# Lab : Image Classification using Convolutional Neural Networks

At the end of this laboratory, you would get familiarized with

*   Creating deep networks using Keras
*   Steps necessary in training a neural network
*   Prediction and performance analysis using neural networks

---

# **In case you use a colaboratory environment**
By default, Colab notebooks run on CPU.
You can switch your notebook to run with GPU.

In order to obtain access to the GPU, you need to choose the tab Runtime and then select “Change runtime type” as shown in the following figure:

![Changing runtime](https://miro.medium.com/max/747/1*euE7nGZ0uJQcgvkpgvkoQg.png)

When a pop-up window appears select GPU. Ensure “Hardware accelerator” is set to GPU.

# **Working with a new dataset: CIFAR-10**

The CIFAR-10 dataset consists of 60000 32x32 colour images in 10 classes, with 6000 images per class. There are 50000 training images and 10000 test images. More information about CIFAR-10 can be found [here](https://www.cs.toronto.edu/~kriz/cifar.html).

In Keras, the CIFAR-10 dataset is also preloaded in the form of four Numpy arrays. x_train and y_train contain the training set, while x_test and y_test contain the test data. The images are encoded as Numpy arrays and their corresponding labels ranging from 0 to 9.

Your task is to:

*   Visualize the images in CIFAR-10 dataset. Create a 10 x 10 plot showing 10 random samples from each class.
*   Convert the labels to one-hot encoded form.
*   Normalize the images.




In [None]:
import numpy as np
import matplotlib.pyplot as plt
import tensorflow as tf
from tensorflow.keras.datasets import cifar10
from tensorflow.keras.utils import to_categorical
from tensorflow.keras import layers, models
from sklearn.metrics import confusion_matrix
import seaborn as sns
from sklearn.metrics import classification_report, confusion_matrix

In [None]:

# Load CIFAR-10 dataset
(x_train, y_train), (x_test, y_test) = cifar10.load_data()
print(f"x_train shape: {x_train.shape}")
print(f"x_test shape: {x_test.shape}")
print("Labels: ", np.unique(y_train))

In [None]:
# Your code here :

# Plot 10 random samples from each class
fig, axes = plt.subplots(10, 10, figsize=(10, 10))
fig.suptitle("10 Random Samples from Each CIFAR-10 Class", fontsize=14)

for class_idx in range(10):
    class_images = x_train[y_train.flatten() == class_idx]  # Filter images by class
    sample_images = class_images[np.random.choice(class_images.shape[0], 10, replace=False)]  # Randomly pick 10

    for j in range(10): # Display the samples
        axes[class_idx, j].imshow(sample_images[j])
        axes[class_idx, j].axis('off')

plt.tight_layout()
plt.subplots_adjust(top=0.92)
plt.show()


In [None]:

# Convert labels to one-hot encoding
y_train_one_hot = to_categorical(y_train, num_classes=10)
y_test_one_hot = to_categorical(y_test, num_classes=10)

# Normalize images (convert pixel values from [0, 255] to [0, 1])
x_train = x_train.astype('float32') / 255.0
x_test = x_test.astype('float32') / 255.0

print(f"y_train shape: {y_train_one_hot.shape}")
print(f"y_test shape: {y_test_one_hot.shape}")


## Define the following model (same as the one in tutorial)

For the convolutional front-end, start with a single convolutional layer with a small filter size (3,3) and a modest number of filters (32) followed by a max pooling layer.

Use the input as (32,32,3).

The filter maps can then be flattened to provide features to the classifier.

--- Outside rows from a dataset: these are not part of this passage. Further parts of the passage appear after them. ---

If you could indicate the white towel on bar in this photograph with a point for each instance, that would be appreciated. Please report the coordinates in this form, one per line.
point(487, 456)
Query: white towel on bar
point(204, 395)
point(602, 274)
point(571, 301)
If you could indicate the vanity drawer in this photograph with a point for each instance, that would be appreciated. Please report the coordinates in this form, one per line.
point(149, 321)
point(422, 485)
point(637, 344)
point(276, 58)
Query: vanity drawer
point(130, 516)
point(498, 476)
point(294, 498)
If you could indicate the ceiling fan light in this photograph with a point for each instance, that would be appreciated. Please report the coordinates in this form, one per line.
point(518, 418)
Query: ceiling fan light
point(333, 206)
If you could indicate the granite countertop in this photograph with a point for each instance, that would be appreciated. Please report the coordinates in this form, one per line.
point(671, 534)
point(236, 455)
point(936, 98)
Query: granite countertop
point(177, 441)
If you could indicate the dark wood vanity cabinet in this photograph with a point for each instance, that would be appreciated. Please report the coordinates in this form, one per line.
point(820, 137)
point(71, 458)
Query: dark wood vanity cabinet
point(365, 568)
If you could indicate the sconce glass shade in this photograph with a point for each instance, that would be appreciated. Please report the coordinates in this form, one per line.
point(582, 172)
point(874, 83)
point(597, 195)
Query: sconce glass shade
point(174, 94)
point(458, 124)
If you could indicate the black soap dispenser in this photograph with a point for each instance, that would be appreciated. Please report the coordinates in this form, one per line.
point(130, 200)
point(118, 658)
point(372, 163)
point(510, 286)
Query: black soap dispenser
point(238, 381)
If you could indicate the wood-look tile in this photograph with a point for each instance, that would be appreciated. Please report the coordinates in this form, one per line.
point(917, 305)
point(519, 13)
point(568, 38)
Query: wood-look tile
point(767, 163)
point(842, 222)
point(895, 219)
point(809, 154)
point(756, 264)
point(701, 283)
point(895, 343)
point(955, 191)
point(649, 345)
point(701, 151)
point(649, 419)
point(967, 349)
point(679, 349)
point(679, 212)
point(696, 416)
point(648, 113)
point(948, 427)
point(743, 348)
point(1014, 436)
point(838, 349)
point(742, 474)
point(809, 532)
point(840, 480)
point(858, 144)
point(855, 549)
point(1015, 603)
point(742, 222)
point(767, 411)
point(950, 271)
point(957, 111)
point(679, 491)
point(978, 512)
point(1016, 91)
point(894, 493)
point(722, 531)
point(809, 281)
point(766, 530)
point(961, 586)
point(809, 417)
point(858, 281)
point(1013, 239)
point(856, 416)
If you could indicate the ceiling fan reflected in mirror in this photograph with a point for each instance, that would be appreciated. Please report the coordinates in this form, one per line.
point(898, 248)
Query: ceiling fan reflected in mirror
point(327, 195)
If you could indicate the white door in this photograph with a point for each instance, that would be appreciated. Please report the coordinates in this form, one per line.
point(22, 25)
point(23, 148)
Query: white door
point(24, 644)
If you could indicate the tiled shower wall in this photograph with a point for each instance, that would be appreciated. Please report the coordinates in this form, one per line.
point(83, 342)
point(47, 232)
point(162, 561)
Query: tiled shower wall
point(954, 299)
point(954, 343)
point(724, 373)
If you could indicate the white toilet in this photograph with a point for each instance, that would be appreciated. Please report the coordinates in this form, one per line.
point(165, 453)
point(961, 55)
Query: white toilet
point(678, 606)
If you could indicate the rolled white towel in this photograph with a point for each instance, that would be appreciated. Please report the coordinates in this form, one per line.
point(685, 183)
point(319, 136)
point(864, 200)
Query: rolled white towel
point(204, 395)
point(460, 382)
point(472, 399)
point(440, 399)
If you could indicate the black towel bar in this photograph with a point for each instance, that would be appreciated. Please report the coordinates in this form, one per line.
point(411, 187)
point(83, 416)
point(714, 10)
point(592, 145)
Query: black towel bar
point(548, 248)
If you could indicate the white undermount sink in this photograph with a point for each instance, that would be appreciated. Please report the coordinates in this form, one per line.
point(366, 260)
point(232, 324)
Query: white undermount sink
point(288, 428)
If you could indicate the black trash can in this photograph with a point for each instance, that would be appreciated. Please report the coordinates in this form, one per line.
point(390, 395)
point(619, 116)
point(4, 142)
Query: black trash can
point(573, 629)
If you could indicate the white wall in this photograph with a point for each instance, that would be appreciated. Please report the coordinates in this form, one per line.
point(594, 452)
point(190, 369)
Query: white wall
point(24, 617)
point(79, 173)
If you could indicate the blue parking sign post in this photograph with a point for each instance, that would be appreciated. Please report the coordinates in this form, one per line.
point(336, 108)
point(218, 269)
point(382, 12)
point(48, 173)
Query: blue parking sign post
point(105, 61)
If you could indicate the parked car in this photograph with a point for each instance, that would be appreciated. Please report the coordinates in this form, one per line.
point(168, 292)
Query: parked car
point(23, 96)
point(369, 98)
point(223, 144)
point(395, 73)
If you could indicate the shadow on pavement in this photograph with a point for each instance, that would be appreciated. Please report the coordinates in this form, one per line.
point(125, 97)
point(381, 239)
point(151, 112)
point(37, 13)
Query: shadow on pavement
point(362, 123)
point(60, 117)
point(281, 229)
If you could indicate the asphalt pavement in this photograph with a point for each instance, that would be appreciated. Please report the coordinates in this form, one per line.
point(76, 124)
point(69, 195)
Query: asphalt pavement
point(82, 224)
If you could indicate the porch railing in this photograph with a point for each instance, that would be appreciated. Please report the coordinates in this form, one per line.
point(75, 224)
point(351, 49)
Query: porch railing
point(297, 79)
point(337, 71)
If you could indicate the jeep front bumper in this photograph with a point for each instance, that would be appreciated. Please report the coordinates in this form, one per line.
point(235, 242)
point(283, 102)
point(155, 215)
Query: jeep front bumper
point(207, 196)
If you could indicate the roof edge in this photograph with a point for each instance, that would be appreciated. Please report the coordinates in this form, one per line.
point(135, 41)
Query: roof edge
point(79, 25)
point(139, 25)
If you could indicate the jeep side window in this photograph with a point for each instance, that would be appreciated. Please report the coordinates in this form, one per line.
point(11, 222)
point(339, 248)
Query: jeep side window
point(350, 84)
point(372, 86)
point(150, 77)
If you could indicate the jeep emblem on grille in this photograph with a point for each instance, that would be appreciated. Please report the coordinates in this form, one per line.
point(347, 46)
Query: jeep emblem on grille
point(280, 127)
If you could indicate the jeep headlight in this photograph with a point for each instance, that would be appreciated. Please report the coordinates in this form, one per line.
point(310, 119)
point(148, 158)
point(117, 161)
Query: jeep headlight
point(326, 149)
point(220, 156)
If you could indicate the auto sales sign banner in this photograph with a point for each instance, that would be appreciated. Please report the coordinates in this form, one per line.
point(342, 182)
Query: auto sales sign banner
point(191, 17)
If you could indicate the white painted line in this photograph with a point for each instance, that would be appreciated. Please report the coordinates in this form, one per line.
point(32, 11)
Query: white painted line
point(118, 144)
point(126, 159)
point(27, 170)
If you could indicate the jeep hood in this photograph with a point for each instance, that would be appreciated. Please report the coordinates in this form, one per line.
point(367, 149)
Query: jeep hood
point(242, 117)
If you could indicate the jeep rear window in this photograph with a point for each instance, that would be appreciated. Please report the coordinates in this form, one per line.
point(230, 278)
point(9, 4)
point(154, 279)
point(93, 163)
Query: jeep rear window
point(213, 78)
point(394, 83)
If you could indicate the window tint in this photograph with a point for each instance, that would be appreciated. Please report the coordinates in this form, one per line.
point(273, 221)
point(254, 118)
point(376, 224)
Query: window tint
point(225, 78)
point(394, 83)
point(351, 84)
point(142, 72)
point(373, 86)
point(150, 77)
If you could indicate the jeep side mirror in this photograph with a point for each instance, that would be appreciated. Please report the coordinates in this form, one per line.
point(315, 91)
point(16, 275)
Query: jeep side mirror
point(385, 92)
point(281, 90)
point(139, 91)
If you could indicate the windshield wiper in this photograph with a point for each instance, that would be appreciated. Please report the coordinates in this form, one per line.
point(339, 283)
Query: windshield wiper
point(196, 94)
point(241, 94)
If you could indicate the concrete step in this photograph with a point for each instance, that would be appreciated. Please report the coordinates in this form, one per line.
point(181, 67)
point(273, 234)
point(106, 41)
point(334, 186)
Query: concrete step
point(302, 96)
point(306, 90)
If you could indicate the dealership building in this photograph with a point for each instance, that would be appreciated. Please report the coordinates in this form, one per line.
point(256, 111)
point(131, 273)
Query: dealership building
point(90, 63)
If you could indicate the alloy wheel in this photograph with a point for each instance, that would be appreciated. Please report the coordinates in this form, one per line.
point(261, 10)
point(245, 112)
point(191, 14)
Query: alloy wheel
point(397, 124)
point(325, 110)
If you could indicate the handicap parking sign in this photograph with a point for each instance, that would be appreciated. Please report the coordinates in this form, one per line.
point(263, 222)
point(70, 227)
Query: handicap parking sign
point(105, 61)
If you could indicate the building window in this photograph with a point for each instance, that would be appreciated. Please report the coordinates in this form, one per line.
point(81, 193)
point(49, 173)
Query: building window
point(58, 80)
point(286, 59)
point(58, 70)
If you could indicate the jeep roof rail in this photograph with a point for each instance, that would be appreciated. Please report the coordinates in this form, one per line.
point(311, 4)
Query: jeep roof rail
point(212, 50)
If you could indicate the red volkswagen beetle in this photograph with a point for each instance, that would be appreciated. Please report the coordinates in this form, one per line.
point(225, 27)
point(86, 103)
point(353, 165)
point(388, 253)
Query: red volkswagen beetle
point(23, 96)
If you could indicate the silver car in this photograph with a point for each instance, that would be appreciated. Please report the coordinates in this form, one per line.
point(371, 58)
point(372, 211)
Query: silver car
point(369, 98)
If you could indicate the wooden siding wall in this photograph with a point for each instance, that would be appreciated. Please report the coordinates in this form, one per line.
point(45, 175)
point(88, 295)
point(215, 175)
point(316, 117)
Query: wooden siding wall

Use a dense layer with 100 units before the classification layer (which is also a dense layer with softmax activation).

In [None]:
from keras.backend import clear_session
clear_session()

In [None]:
# Your code here :

# Define input shape
input_shape = (32, 32, 3)
num_classes = 10

# Build the CNN model
model1 = models.Sequential([
    layers.Input(shape=input_shape),

    # Convolutional layer with 32 filters, 3x3 kernel, ReLU activation
    layers.Conv2D(32, kernel_size=(3, 3), activation="relu", padding='same'),

    # Max pooling layer
    layers.MaxPooling2D(pool_size=(2, 2)),

    # Flattening the feature maps
    layers.Flatten(),

    # Fully connected layer with 100 units
    layers.Dense(100, activation="relu"),

    # Output layer with softmax activation
    layers.Dense(num_classes, activation="softmax")
])

# Print model summary
model1.summary()


*   Compile the model using categorical_crossentropy loss, SGD optimizer and use 'accuracy' as the metric.
*   Use the above defined model to train CIFAR-10 and train the model for 50 epochs with a batch size of 512.

In [None]:
# Your code here :
# Compile the model
model1.compile(
    loss="categorical_crossentropy",
    optimizer=tf.keras.optimizers.SGD(),  # Stochastic Gradient Descent
    metrics=["accuracy"]
)

# Train the model
history1 = model1.fit(
    x_train, y_train_one_hot,
    validation_data=(x_test, y_test_one_hot),
    epochs=50,
    batch_size=512,
    validation_split=0.1,  # 10% of training data used for validation
    verbose=1 #Shows a progress bar for each epoch. - Displays loss and accuracy after each epoch.
)

# Print model summary
model1.summary()



## Save the trained model then Load it

In [None]:
# Save the trained model
model1.save('cifar10_model.h5')

# Load the saved model
loaded_model = tf.keras.models.load_model('cifar10_model.h5')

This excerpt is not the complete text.